Em dois anos, a CBF já teve duas intervenções: uma durou 15 minutos. A mais recente durou 28 dias

É peculiar o Brasil, esse país de tantas siglas e caminhos. Quem imaginaria que uma ação do Partido Comunista do Brasil cairia numa mesa do Supremo Tribunal Federal para restituir um presidente deposto da Confederação Brasileira de Futebol? Num futuro documentário sobre o futebol brasileiro, lembraremos que, nos idos de janeiro de 2024, o PC do B foi ao STF para devolver a Ednaldo Rodrigues seu assento na CBF.

Essa ação pousou na mesma mesa que, certa vez, impediu que um certo ex-presidente assumisse como ministro da Casa Civil de uma presidente que a seguir seria deposta. O dono da mesa (o futebol é dinâmico) votaria depois para anular um processo contra o citado ex-presidente — que ganharia a última a eleição e, nessas voltas do mundo, sopraria alguma simpatia pela recente liminar.

Fato é que o nobre PC do B moveu seus pauzinhos jurídicos alegando preocupação com a seleção pré-olímpica. Vai-se o tempo em que o comunista raiz bradava contra o futebol, esse ópio do povo. Atualmente, foice e martelo tupiniquins se preocupam com os rumos da amarelinha, afinal... a nossa camisa jamais será vermelha, certo?

Ednaldo, dado como cadáver político pelos inimigos, trabalhou em silêncio em busca do cargo perdido. E, quando candidatos ao posto já faziam contas e campanha, chegou a carga brasiliense. Em Brasália, afinal, a caneta que apedreja é a mesma que afaga. Ednaldo havia sido removido num “canetaço judicial”. Agora, o mérito da liminar será julgado no pleno do STF. Como chegamos a esse ponto — do futebol ser assunto para os 11 ministros da mais alta corte judicial do país?

Essa é uma pergunta profunda. Afinal, a CBF é uma entidade privada. Mas no Brasil vale sempre repetir o adágio de Malan: até o passado é incerto. Em nossa pátria relacional, gravatas, conexões e influências importam. No jogo das togas togadas, o melhor esquema tático pode sucumbir vítima de um contra-ataque súbito com um artilheiro bem posicionado.

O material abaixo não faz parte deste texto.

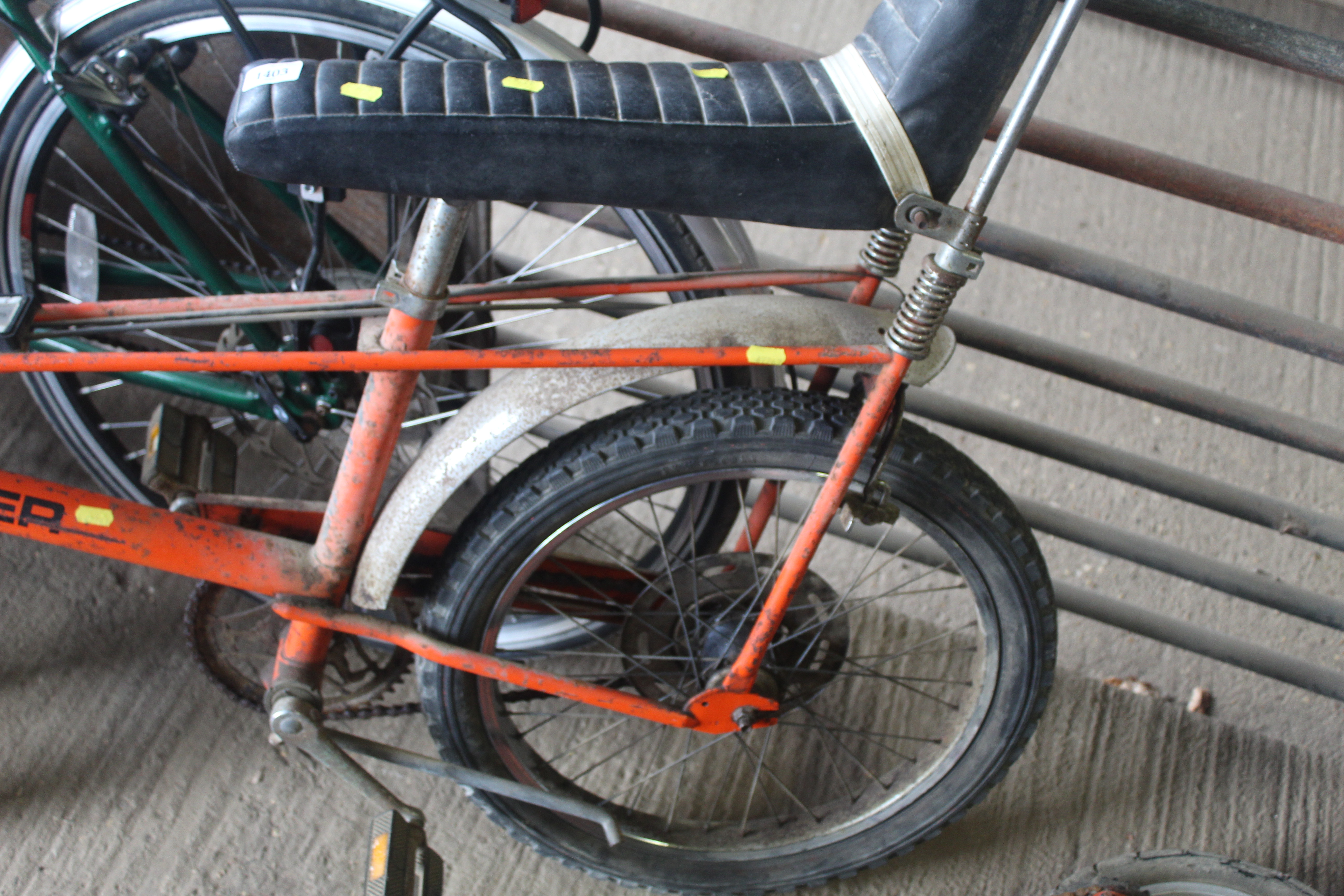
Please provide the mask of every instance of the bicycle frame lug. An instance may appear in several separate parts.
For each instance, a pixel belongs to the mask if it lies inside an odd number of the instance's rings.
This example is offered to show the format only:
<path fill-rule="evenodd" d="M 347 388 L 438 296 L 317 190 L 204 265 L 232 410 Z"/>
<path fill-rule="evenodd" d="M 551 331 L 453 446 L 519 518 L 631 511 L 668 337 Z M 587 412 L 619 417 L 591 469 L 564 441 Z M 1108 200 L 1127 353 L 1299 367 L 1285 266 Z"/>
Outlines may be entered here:
<path fill-rule="evenodd" d="M 423 298 L 406 289 L 405 283 L 392 277 L 378 282 L 378 286 L 374 289 L 374 301 L 384 308 L 395 308 L 402 314 L 414 317 L 418 321 L 437 321 L 448 310 L 446 296 L 442 298 Z"/>

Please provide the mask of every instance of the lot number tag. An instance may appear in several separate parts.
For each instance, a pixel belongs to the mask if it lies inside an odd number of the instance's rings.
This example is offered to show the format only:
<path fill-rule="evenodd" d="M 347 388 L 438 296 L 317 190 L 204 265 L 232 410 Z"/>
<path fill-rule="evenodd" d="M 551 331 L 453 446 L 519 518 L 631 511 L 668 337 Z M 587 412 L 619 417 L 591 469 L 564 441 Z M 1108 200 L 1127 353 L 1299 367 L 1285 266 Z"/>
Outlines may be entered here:
<path fill-rule="evenodd" d="M 265 66 L 257 66 L 255 69 L 249 69 L 247 74 L 243 75 L 242 89 L 251 90 L 253 87 L 261 87 L 262 85 L 278 85 L 285 81 L 298 81 L 298 75 L 302 71 L 302 59 L 271 62 Z"/>

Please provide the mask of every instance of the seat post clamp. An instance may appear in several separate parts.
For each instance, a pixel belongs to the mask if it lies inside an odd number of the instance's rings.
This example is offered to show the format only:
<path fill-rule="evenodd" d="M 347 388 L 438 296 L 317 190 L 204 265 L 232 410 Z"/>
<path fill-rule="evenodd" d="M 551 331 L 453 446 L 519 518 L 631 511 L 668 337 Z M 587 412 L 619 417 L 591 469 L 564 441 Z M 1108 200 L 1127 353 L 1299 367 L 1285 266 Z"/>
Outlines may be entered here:
<path fill-rule="evenodd" d="M 942 270 L 966 279 L 980 277 L 985 259 L 976 251 L 976 240 L 980 238 L 980 228 L 985 226 L 984 215 L 973 215 L 918 193 L 906 193 L 896 203 L 892 219 L 898 230 L 942 243 L 937 254 Z"/>

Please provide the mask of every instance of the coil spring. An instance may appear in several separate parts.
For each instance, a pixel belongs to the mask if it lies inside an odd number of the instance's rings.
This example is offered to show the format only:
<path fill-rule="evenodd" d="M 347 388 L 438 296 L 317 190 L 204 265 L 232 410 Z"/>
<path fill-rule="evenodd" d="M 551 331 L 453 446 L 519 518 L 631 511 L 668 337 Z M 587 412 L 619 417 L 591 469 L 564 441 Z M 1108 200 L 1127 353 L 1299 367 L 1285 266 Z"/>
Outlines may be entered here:
<path fill-rule="evenodd" d="M 870 274 L 890 279 L 900 271 L 900 259 L 909 246 L 910 234 L 883 227 L 872 231 L 868 244 L 859 253 L 859 261 Z"/>
<path fill-rule="evenodd" d="M 896 320 L 887 330 L 887 344 L 892 351 L 914 361 L 929 357 L 933 337 L 938 333 L 952 300 L 957 297 L 957 290 L 965 283 L 965 277 L 934 265 L 933 255 L 926 258 L 919 278 L 906 293 L 896 310 Z"/>

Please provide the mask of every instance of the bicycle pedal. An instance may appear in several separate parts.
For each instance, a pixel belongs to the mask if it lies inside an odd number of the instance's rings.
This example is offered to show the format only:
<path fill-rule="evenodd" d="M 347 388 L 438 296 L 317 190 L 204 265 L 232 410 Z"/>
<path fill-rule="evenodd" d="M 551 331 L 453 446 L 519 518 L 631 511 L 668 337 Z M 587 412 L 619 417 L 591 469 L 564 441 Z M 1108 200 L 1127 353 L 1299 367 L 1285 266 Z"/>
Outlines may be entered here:
<path fill-rule="evenodd" d="M 374 819 L 368 833 L 364 896 L 442 896 L 444 860 L 425 842 L 425 829 L 398 811 Z"/>

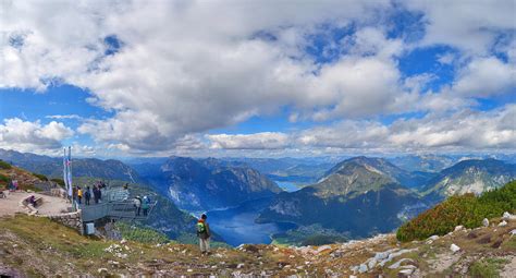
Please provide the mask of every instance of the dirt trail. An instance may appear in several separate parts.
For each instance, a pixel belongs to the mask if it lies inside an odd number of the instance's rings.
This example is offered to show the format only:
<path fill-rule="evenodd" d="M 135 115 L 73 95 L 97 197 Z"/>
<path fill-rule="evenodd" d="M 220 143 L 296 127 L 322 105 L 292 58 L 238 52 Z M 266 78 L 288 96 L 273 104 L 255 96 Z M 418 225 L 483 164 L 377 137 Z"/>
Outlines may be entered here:
<path fill-rule="evenodd" d="M 11 192 L 7 198 L 0 198 L 0 217 L 14 215 L 16 213 L 27 213 L 27 209 L 21 206 L 20 203 L 30 195 L 44 198 L 44 204 L 37 207 L 39 215 L 60 214 L 66 211 L 67 207 L 70 207 L 70 204 L 66 203 L 64 198 L 38 193 Z"/>

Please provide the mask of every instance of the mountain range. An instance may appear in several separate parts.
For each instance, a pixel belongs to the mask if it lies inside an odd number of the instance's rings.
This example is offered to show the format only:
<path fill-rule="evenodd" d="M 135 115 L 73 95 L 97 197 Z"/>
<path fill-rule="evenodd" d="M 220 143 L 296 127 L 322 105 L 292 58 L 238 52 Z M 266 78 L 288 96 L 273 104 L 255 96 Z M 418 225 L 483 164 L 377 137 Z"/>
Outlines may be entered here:
<path fill-rule="evenodd" d="M 346 232 L 352 238 L 388 232 L 404 214 L 427 207 L 419 196 L 401 185 L 401 171 L 381 158 L 356 157 L 328 171 L 318 183 L 297 192 L 281 193 L 258 221 L 288 221 Z"/>
<path fill-rule="evenodd" d="M 423 195 L 440 202 L 454 194 L 475 193 L 500 188 L 516 179 L 516 165 L 496 159 L 470 159 L 439 172 L 421 189 Z"/>
<path fill-rule="evenodd" d="M 0 149 L 0 159 L 32 172 L 62 176 L 61 158 Z M 416 161 L 414 157 L 406 159 Z M 435 162 L 441 159 L 441 164 Z M 444 167 L 451 161 L 446 159 L 457 162 Z M 460 159 L 419 158 L 417 161 L 434 161 L 427 167 L 431 166 L 432 171 L 421 171 L 421 165 L 427 162 L 404 169 L 400 167 L 402 158 L 353 157 L 332 165 L 324 159 L 294 158 L 169 157 L 137 159 L 131 165 L 114 159 L 77 158 L 73 160 L 73 174 L 107 179 L 119 185 L 131 182 L 135 192 L 153 194 L 161 207 L 147 223 L 172 238 L 192 232 L 191 213 L 236 207 L 255 200 L 263 200 L 259 211 L 253 211 L 259 223 L 321 226 L 363 238 L 392 231 L 452 194 L 478 194 L 516 179 L 513 164 L 491 158 Z M 298 191 L 284 192 L 273 180 L 288 179 L 288 174 L 314 182 Z"/>
<path fill-rule="evenodd" d="M 167 192 L 180 208 L 189 211 L 236 206 L 282 191 L 253 168 L 214 158 L 171 157 L 159 167 L 144 165 L 136 169 L 160 192 Z"/>
<path fill-rule="evenodd" d="M 316 184 L 281 193 L 258 221 L 286 221 L 346 232 L 389 232 L 451 194 L 481 193 L 516 179 L 515 165 L 464 160 L 439 173 L 408 172 L 383 158 L 355 157 Z"/>

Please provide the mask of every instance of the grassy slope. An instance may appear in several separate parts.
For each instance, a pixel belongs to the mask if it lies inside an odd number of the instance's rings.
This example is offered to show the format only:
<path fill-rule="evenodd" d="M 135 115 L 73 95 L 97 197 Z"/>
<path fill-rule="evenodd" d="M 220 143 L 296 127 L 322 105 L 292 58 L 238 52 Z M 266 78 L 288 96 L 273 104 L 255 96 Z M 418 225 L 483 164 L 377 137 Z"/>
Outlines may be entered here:
<path fill-rule="evenodd" d="M 397 244 L 395 238 L 389 235 L 381 240 L 351 243 L 345 247 L 340 244 L 331 245 L 319 255 L 304 254 L 290 247 L 246 245 L 242 250 L 217 249 L 213 250 L 213 255 L 201 257 L 197 246 L 194 245 L 174 242 L 156 245 L 128 241 L 125 244 L 128 250 L 122 245 L 120 252 L 127 254 L 127 257 L 120 258 L 115 252 L 105 251 L 112 244 L 120 244 L 118 242 L 82 237 L 75 230 L 45 218 L 17 216 L 0 220 L 0 267 L 12 267 L 30 277 L 70 277 L 84 274 L 100 276 L 99 268 L 107 269 L 105 275 L 132 276 L 155 274 L 228 277 L 235 271 L 241 274 L 266 271 L 274 277 L 286 277 L 293 274 L 322 277 L 328 276 L 327 271 L 331 271 L 344 277 L 352 274 L 351 266 L 364 263 L 373 256 L 374 252 L 393 247 L 416 247 L 417 251 L 398 258 L 414 259 L 423 277 L 444 277 L 445 275 L 464 277 L 465 275 L 460 271 L 464 269 L 468 271 L 468 268 L 478 262 L 487 261 L 491 268 L 496 263 L 499 269 L 494 270 L 499 271 L 507 258 L 515 257 L 516 237 L 508 237 L 508 231 L 515 228 L 516 222 L 513 221 L 504 228 L 463 230 L 442 237 L 433 244 L 423 242 Z M 462 252 L 452 255 L 450 253 L 452 242 L 459 245 Z M 452 264 L 446 265 L 439 273 L 432 273 L 450 257 L 454 261 Z M 376 277 L 379 274 L 383 274 L 384 277 L 397 277 L 396 270 L 388 267 L 398 258 L 383 268 L 377 268 L 359 277 Z M 237 268 L 238 264 L 244 265 Z"/>

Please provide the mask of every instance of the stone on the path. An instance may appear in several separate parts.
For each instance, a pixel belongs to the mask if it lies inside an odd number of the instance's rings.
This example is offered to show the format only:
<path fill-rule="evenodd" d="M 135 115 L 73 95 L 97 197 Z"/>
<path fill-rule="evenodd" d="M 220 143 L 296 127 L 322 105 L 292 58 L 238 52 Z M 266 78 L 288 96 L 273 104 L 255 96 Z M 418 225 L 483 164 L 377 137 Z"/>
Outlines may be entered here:
<path fill-rule="evenodd" d="M 488 218 L 483 218 L 482 226 L 483 227 L 489 227 L 489 219 Z"/>
<path fill-rule="evenodd" d="M 453 253 L 456 253 L 458 251 L 460 251 L 460 247 L 455 245 L 455 243 L 452 243 L 452 245 L 450 245 L 450 250 L 453 252 Z"/>
<path fill-rule="evenodd" d="M 369 269 L 372 269 L 372 268 L 374 268 L 374 266 L 377 266 L 377 263 L 378 263 L 377 259 L 374 257 L 371 257 L 371 258 L 369 258 L 369 262 L 367 263 L 367 267 Z"/>
<path fill-rule="evenodd" d="M 506 221 L 516 220 L 516 216 L 509 214 L 508 211 L 505 211 L 505 213 L 503 213 L 503 215 L 502 215 L 502 219 L 503 219 L 503 220 L 506 220 Z"/>
<path fill-rule="evenodd" d="M 410 263 L 414 263 L 414 259 L 411 258 L 402 258 L 400 261 L 397 261 L 396 263 L 392 264 L 389 266 L 390 269 L 396 269 L 396 268 L 400 268 L 400 266 L 405 263 L 405 262 L 410 262 Z"/>
<path fill-rule="evenodd" d="M 327 251 L 327 250 L 331 250 L 331 246 L 330 245 L 322 245 L 322 246 L 319 246 L 317 250 L 316 250 L 316 254 L 319 254 L 323 251 Z"/>
<path fill-rule="evenodd" d="M 432 237 L 428 238 L 429 240 L 437 241 L 439 240 L 439 235 L 433 234 Z"/>

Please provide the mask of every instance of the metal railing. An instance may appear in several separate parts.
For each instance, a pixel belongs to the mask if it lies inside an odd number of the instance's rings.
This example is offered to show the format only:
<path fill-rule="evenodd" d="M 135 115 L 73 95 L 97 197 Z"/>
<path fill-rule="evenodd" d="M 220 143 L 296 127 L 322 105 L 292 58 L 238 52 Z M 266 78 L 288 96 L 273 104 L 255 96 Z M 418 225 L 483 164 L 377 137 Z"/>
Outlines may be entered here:
<path fill-rule="evenodd" d="M 81 211 L 83 221 L 94 221 L 105 217 L 111 219 L 133 219 L 133 220 L 145 220 L 153 210 L 157 201 L 148 204 L 147 215 L 144 216 L 144 209 L 140 208 L 139 215 L 137 215 L 137 208 L 133 201 L 114 201 L 93 205 L 82 204 Z"/>

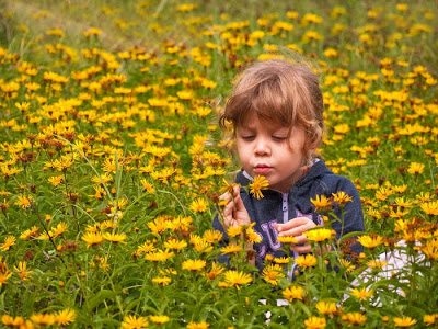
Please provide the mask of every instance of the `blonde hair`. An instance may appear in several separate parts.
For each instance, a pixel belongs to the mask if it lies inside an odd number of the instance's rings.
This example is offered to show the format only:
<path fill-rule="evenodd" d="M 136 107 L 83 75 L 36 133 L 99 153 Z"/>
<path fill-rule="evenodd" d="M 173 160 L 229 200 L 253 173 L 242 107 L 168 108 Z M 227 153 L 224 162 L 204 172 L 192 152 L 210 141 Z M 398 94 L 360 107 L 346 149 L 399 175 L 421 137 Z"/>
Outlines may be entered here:
<path fill-rule="evenodd" d="M 302 151 L 310 161 L 322 140 L 323 112 L 322 92 L 312 69 L 306 64 L 272 59 L 256 61 L 242 72 L 219 124 L 226 131 L 230 122 L 232 137 L 251 114 L 289 127 L 289 135 L 293 126 L 301 126 L 307 137 Z"/>

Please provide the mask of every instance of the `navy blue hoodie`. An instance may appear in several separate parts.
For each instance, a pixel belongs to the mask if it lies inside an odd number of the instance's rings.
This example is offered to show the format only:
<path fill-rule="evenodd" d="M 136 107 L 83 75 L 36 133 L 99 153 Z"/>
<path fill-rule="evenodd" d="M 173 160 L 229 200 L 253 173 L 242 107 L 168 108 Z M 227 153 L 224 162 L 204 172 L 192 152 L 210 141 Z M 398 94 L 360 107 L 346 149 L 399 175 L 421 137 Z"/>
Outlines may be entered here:
<path fill-rule="evenodd" d="M 237 174 L 235 182 L 241 186 L 246 186 L 251 182 L 251 177 L 240 171 Z M 279 250 L 281 243 L 277 241 L 277 231 L 274 225 L 277 223 L 286 223 L 296 217 L 311 218 L 316 225 L 323 225 L 320 214 L 315 213 L 314 205 L 310 202 L 315 200 L 316 195 L 325 195 L 332 197 L 332 193 L 344 191 L 353 197 L 344 207 L 344 228 L 339 222 L 333 222 L 332 227 L 336 231 L 336 238 L 351 231 L 364 231 L 364 214 L 360 203 L 359 193 L 355 185 L 345 177 L 334 174 L 325 166 L 324 161 L 318 159 L 309 170 L 292 185 L 288 193 L 281 193 L 274 190 L 263 191 L 263 198 L 247 194 L 241 188 L 240 196 L 250 215 L 251 222 L 255 222 L 254 230 L 262 237 L 262 242 L 254 245 L 256 252 L 255 264 L 263 270 L 264 258 L 266 254 L 274 257 L 284 257 L 284 251 Z M 338 218 L 342 218 L 341 208 L 333 205 L 332 211 Z M 223 232 L 223 243 L 228 243 L 228 237 L 220 224 L 218 216 L 215 217 L 212 226 L 215 229 Z M 351 246 L 351 250 L 356 253 L 362 251 L 360 243 Z M 298 254 L 295 254 L 298 257 Z M 221 258 L 226 260 L 227 258 Z"/>

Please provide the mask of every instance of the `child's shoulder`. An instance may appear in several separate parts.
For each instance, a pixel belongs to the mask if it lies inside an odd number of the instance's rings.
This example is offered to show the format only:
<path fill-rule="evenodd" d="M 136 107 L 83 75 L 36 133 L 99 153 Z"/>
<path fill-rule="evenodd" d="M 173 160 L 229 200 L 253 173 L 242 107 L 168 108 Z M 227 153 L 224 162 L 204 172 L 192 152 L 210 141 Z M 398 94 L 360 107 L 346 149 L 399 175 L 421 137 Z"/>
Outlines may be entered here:
<path fill-rule="evenodd" d="M 334 173 L 326 167 L 324 161 L 320 160 L 316 164 L 319 164 L 320 168 L 324 167 L 323 169 L 320 169 L 321 174 L 319 175 L 319 180 L 328 190 L 332 190 L 334 193 L 338 191 L 344 191 L 346 193 L 349 191 L 357 191 L 350 179 L 345 175 Z"/>

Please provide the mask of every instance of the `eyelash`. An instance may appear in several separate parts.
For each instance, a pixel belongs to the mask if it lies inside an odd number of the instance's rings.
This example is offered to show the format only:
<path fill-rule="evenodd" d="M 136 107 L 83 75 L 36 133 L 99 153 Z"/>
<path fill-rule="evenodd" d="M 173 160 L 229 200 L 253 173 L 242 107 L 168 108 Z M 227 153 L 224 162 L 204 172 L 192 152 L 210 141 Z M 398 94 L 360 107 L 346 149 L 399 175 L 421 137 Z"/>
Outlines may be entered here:
<path fill-rule="evenodd" d="M 241 138 L 242 138 L 243 140 L 254 140 L 255 136 L 253 136 L 253 135 L 241 136 Z M 287 139 L 287 137 L 284 137 L 284 136 L 273 136 L 272 138 L 273 138 L 274 140 L 277 140 L 277 141 L 283 141 L 283 140 L 286 140 L 286 139 Z"/>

Em dois anos, a CBF já teve duas intervenções: uma durou 15 minutos. A mais recente durou 28 dias. Teve um treinador cujo mandato tampão acabou abruptamente na última semana. Um treinador que poderia ter sido e que não foi — e que aproveitou as peculiaridades brasileiras para renovar com o Real Madri. E agora, subitamente, temos um novo treinador — que, assim como o breve antecessor, tem o apreço da crônica especializada.

Poucos se lembram que, menos de dois anos atrás, Dorival Júnior estava no Ceará, longe da primeira prateleira do futebol nacional. Foi lá que o Flamengo foi buscá-lo para faturar Copa do Brasil e Libertadores. E a seguir rifá-lo por performance nas duas finais que ganhou. O surrealismo da demissão lançou Dorival para o São Paulo, onde se tornou bi da Copa do Brasil justamente em cima do Flamengo — o que carimbou sua mudança de patamar.

Ele chega com a seleção em modo de reconstrução — e vai precisar da sorte que a Fernando Diniz não teve. Com desfalques, ele não conseguiu resultados nem quando seu time dominou partidas — tipo contra a Argentina. O intervalo Diniz mostra que a trégua na camisa amarela é sempre breve. Se a bola não entrar, o brejo convoca a vaca num vórtex gravitacional. Não é mansa a vida naquela cadeira. Mas... quem teria coragem de não aceitar?